The ability to follow other Instagram profiles is available to users of the platform. By following another account, it is possible to read their stuff in a tailored feed of items from everyone you follow, while still keeping the structure of friends and followers. A user may check who else is following them by clicking on the following button on their profile page. As a result, anyone with access to other accounts that someone else follows will be able to see what they are following. Although they may not know each other, it is usual for users to follow one another in order to give support.
As a result, the postings from their respective Instagram accounts will appear in their own Instagram feeds. When it comes to superstars, the contrary is frequently true: despite having many followers, they only follow a little proportion of people who do follow them back. In reality, it does imply that, while a great number of people will see what a celebrity publishes on Instagram, the celebrity will only see what the accounts they follow post on their own account.
A person’s relational identity is formed through the public display of which and how many accounts they follow, as well as the public display of how many accounts follow them. This is accomplished by allowing the association of other accounts with which a user who wishes to link with. It has been demonstrated by her friends and followers that this is an example of gender and sexuality performances that both conform to and violate the expectations of the social system.
Finally, recognizing Instagram’s function in identity construction has the potential to have a big influence on the portrayal of disadvantaged and varied identities on the social media platform. Moreover, research such as this one will elicit greater inquiry and discussion about the value of online platforms for individuals who would otherwise be unable to appreciate, explore, find, and/or celebrate their identities because they lack a sense of safety and community.

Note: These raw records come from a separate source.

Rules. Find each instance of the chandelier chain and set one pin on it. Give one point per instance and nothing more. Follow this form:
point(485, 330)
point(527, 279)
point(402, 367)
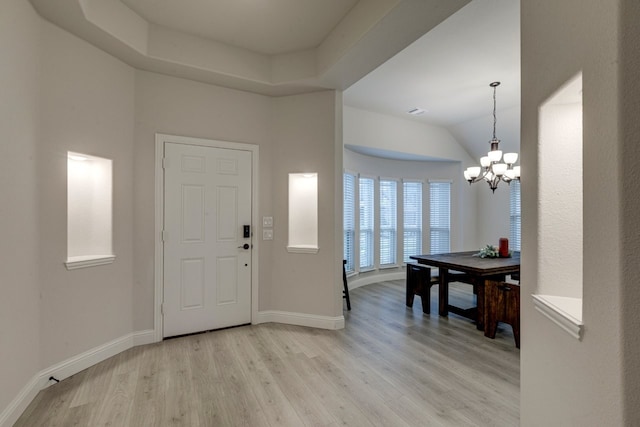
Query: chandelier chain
point(494, 112)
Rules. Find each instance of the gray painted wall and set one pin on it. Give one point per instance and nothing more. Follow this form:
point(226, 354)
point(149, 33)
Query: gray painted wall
point(592, 382)
point(19, 278)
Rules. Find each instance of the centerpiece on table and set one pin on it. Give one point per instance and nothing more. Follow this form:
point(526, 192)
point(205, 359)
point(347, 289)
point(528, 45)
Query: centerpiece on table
point(491, 251)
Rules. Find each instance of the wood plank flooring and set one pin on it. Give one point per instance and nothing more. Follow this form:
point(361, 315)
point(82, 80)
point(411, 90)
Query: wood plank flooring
point(390, 366)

As a result of cultural expectations, gender and sexuality performances culminate in the discovery of one’s own identity, a luxury that everyone should have the opportunity to enjoy. It is imperative that we do all in our ability to guarantee that all voices and personalities are treated on an equal footing in an increasingly linked globe.
Lorber, J. (1994). Night To His Day: The Social Construction of Gender. In Paradoxes of gender. New Haven: Yale University Press
Blow, Charles M. “Michael Brown and Black Men.” New York Times 14 Aug. 2014: NA(L). Business Insights: Essentials. Web. 10 June 2021.